May Added 599K Jobs, But Saw Little Change to Labor Participation Rates

The number doesn’t include the 6.6 million who were “not actively looking for a job during the last 4 weeks or were unavailable to take a job.”

The economy saw 559,000 more jobs in May and a drop in the unemployment rate. However, economists predicted 671,000 jobs, and the unemployment rate likely fell due to a surplus in jobs.

Good: The economy added a healthy dose of jobs.
Bad: People do not want to work.

The unemployment rate decreased by 0.3% to 5.8%. The unemployed fell by 496,000 to 9.3 million.

So 9.3 million people are still unemployed. But, first, let’s look at the labor participation rate (emphasis theirs):

The labor force participation rate was little changed at 61.6 percent in May and has remained within a narrow range of 61.4 percent to 61.7 percent since June 2020. The participation rate is 1.7 percentage points lower than in February 2020. The employment-population ratio, at 58.0 percent, was also little changed in May but is up by 0.6 percentage point since December 2020. However, this measure is 3.1 percentage points below its February 2020 level.

Another interesting nugget (again, emphasis theirs):

In May, the number of persons not in the labor force who currently want a job was essentially unchanged over the month at 6.6 million but is up by 1.6 million since February 2020. These individuals were not counted as unemployed because they were not actively looking for work during the last 4 weeks or were unavailable to take a job.

The last sentence: “not actively looking for a job during the last 4 weeks or were unavailable to take a job.”

Gee, maybe it’s because the government is paying people to stay at home?

Those who were unavailable to take a job could be women forced to stay home because unions kept schools closed?

The unemployment rate for adult women and adult men hardly changed in May. Men’s rate is 5.9%, and women’s rate is 5.4%.

The job reports are too vague. I need more details:

Economists have pointed to a variety of other factors that could be contributing to constrained job growth.
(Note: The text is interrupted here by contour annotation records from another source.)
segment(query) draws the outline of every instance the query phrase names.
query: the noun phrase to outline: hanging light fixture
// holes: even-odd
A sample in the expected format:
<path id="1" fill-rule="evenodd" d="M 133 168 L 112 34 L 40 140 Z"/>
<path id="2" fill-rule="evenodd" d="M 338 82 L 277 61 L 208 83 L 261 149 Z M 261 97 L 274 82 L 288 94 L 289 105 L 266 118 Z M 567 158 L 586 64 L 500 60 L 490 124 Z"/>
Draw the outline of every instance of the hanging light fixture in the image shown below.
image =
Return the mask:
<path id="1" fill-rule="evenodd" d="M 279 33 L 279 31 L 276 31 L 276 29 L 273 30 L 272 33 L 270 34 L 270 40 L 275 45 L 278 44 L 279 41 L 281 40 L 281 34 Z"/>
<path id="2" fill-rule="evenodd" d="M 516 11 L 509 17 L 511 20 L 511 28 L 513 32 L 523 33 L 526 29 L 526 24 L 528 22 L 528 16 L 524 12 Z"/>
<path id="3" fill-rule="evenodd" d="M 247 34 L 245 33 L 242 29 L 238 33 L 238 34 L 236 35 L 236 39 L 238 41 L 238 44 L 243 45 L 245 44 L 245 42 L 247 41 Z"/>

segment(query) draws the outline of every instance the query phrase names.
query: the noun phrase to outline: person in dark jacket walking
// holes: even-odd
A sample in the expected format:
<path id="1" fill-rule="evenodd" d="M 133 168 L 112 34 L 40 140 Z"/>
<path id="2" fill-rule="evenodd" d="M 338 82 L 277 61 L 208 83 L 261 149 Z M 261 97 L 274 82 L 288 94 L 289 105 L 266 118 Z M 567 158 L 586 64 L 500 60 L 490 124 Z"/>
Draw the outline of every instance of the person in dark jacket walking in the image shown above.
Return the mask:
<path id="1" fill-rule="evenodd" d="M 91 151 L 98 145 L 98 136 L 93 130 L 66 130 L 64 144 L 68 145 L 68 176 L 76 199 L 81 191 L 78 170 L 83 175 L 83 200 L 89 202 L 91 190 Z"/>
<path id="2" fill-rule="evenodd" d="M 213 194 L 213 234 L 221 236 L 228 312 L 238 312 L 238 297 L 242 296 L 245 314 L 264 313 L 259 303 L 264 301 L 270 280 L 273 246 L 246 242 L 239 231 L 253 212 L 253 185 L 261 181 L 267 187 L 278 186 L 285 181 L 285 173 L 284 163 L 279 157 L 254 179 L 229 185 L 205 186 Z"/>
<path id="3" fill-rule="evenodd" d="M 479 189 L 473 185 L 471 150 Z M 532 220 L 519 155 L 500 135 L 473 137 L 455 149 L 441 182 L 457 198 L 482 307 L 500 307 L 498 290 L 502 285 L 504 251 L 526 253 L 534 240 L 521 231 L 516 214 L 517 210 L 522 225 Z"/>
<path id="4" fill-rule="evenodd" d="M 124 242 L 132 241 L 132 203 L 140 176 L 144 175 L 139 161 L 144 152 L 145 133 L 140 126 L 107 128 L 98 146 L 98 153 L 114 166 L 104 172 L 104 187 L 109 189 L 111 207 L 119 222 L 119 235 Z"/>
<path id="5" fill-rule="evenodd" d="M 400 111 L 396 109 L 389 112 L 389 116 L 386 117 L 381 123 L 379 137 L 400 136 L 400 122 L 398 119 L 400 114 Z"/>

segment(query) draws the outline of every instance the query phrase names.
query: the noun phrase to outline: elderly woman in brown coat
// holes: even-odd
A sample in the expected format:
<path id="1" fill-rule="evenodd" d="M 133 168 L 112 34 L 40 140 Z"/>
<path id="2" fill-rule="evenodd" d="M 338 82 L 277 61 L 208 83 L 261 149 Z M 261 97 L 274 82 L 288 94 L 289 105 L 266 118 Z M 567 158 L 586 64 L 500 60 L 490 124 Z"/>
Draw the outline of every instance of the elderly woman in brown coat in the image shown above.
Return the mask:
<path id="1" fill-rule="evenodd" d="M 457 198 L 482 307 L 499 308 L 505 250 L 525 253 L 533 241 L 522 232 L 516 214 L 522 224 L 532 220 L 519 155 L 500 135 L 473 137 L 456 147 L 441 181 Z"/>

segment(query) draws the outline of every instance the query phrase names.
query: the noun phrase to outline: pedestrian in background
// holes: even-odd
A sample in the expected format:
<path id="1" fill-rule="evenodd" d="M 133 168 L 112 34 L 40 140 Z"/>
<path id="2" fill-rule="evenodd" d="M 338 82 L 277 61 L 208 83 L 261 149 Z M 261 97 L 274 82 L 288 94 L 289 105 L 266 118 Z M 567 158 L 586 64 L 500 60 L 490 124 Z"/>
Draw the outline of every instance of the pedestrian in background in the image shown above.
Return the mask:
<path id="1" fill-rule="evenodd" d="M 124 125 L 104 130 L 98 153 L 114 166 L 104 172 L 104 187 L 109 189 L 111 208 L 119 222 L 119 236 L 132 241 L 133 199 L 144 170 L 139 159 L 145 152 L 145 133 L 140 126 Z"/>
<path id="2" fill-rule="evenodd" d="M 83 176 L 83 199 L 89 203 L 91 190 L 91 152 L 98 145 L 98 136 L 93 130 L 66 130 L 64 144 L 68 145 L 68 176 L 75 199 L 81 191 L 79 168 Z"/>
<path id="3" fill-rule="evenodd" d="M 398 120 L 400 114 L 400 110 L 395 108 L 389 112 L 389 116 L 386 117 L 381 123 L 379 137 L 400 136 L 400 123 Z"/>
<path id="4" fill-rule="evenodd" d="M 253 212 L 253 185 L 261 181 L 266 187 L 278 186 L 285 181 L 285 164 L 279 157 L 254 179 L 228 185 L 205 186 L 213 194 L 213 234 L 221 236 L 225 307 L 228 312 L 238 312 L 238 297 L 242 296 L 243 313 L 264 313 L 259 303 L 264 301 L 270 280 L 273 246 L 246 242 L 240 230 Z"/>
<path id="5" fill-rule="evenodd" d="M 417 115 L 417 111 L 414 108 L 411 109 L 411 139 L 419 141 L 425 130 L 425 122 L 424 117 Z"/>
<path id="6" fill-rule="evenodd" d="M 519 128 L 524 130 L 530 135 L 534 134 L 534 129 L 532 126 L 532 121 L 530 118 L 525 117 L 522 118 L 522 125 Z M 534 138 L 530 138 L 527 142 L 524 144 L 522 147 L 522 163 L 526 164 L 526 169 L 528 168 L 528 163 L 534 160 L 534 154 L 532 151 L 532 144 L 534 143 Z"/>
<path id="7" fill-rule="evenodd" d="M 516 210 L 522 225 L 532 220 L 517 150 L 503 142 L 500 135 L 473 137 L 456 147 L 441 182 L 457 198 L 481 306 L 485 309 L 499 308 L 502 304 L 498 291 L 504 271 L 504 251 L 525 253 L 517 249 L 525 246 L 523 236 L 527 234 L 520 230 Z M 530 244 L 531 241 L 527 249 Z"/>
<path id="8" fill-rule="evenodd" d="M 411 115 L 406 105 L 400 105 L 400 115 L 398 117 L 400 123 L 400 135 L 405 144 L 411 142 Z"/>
Those issues include some workers’ concerns about contracting the coronavirus, child-care responsibilities preventing some parents from returning to work, and a federal supplement for recipients of unemployment benefits.

Nick Bunker, economic research director for North America at the jobs site Indeed, said those constraints are likely to ease in coming months as additional Americans become vaccinated, schools more fully open and the federal supplement ends broadly in September. Taking those factors together, the labor market could reach an inflection point in early fall because more workers will likely be available, Mr. Bunker said.
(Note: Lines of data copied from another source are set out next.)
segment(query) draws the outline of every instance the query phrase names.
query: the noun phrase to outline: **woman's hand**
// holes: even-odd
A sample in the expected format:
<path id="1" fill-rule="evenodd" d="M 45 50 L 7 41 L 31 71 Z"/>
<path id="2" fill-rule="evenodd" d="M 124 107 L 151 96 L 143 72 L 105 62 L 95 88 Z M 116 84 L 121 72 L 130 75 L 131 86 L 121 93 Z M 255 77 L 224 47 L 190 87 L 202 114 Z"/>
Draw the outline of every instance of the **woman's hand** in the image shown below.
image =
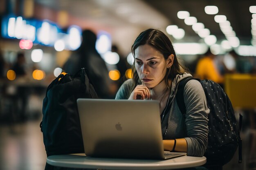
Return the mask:
<path id="1" fill-rule="evenodd" d="M 150 91 L 148 88 L 144 85 L 139 85 L 133 90 L 128 99 L 144 100 L 150 98 Z"/>

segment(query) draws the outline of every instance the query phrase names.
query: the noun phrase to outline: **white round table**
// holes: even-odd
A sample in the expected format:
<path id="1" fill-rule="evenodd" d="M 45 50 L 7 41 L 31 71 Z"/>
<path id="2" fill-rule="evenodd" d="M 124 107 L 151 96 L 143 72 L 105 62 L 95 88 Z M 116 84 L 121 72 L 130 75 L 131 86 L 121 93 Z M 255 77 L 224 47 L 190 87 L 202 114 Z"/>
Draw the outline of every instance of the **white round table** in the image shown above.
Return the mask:
<path id="1" fill-rule="evenodd" d="M 112 170 L 160 170 L 193 167 L 206 163 L 206 158 L 184 156 L 164 160 L 95 158 L 83 154 L 52 155 L 50 165 L 67 168 Z"/>

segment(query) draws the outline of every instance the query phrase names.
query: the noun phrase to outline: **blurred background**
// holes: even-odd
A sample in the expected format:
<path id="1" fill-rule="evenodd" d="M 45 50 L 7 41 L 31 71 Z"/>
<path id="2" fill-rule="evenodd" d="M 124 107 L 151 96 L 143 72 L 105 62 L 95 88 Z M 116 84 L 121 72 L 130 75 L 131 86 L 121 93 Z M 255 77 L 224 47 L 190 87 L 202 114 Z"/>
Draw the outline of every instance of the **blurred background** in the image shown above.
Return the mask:
<path id="1" fill-rule="evenodd" d="M 150 28 L 168 35 L 192 75 L 219 83 L 236 117 L 244 116 L 243 163 L 238 163 L 236 153 L 223 169 L 256 169 L 255 0 L 0 0 L 0 169 L 43 170 L 46 155 L 39 124 L 48 86 L 71 69 L 69 63 L 83 62 L 104 80 L 95 84 L 106 83 L 104 90 L 98 89 L 100 97 L 114 99 L 131 77 L 132 44 Z M 95 49 L 98 57 L 79 56 L 85 49 L 83 42 L 90 40 L 85 30 L 96 36 L 86 48 Z M 102 65 L 88 59 L 96 57 Z"/>

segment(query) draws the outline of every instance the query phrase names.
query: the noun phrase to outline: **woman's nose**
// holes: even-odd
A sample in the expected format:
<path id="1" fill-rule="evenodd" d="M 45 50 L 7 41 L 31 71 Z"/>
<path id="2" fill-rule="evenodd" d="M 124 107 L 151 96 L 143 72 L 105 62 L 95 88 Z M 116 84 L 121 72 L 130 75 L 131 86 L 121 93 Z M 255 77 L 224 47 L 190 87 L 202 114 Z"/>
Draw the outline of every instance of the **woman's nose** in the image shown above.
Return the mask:
<path id="1" fill-rule="evenodd" d="M 146 65 L 143 65 L 142 66 L 142 73 L 145 74 L 147 74 L 149 73 L 148 67 Z"/>

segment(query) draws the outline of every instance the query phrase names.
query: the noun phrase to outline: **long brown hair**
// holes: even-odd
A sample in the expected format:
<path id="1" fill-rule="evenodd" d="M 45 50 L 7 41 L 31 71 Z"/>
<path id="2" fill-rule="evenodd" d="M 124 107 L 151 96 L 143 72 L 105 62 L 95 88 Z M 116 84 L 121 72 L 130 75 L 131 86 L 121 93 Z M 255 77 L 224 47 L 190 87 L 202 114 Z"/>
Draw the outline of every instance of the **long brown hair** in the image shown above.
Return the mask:
<path id="1" fill-rule="evenodd" d="M 135 59 L 136 49 L 139 46 L 146 44 L 151 46 L 160 51 L 166 60 L 167 60 L 170 55 L 173 54 L 174 55 L 173 64 L 170 68 L 167 68 L 164 77 L 165 84 L 168 88 L 168 79 L 173 80 L 176 75 L 188 72 L 186 69 L 179 63 L 173 44 L 164 33 L 157 29 L 150 29 L 139 34 L 132 46 L 132 53 Z M 130 93 L 140 82 L 138 73 L 135 68 L 135 60 L 132 64 L 132 69 L 133 83 Z"/>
“It’s a bit like a rocket where takeoff has been slightly delayed, but takeoff will still happen,” he said.

A few states with Republican governors said they would stop “the federal supplement to unemployment benefits earlier than the scheduled expiration.” They hope it pushes people to return to work.

But some jobs have changed how they operate:

Carol Galle, chief executive of Special D Events in Detroit, said she recently started efforts to recruit two or three new workers for her events-planning business. Activity dried up at the company last year as conferences, trade shows and other events were canceled because of the pandemic. Ms. Galle said inquiries for her company’s services have picked up again with the economy’s reopening.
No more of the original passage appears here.